In an interview with NBC, U.S. Vice President Dick Cheney was asked whether Israel should stop using F-16s. “Yeah, I think they should stop, both sides should stop and think about where they are headed here,” he responded.

Echoing commentary in other Israeli dailies, Yedioth Ahronoth called the decision to unleash the U.S. built F-16s in the West Bank for the first time since the 1967 Middle East war “pointless” and “stupid”.

Army general Giora Eiland said Israel would not deploy F-16s regularly. “We see it as something that will not be used very often,” he said, adding it was done for “tactical” reasons as they provided “the best ammunition” against the targets.

Arab foreign ministers, meeting in Egypt on Saturday, called for the suspension of political contacts with Israel until it halted its military assaults against the Palestinians. They did not call for an outright break in diplomatic ties.

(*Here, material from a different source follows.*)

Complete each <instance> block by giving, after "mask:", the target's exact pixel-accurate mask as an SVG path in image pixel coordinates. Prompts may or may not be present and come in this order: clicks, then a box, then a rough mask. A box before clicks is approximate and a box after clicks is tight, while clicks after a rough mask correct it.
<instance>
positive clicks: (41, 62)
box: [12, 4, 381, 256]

Addressing his security cabinet, Sharon said Israel faced “a lengthy campaign requiring determination and perseverance” — and pointedly offered “special thanks” to the air force.

The fighting brought new calls for an end to the violence and heightening of a security alert in Israel, where police on the watch for more suicide bombers set up roadblocks that caused traffic jams at the start of the Israeli work week on Sunday.

“I…call on behalf of the United States for all leaders in the region to…do everything in their power immediately to bring into being an unconditional cessation of violence,” U.S. Secretary of State Colin Powell said in Washington.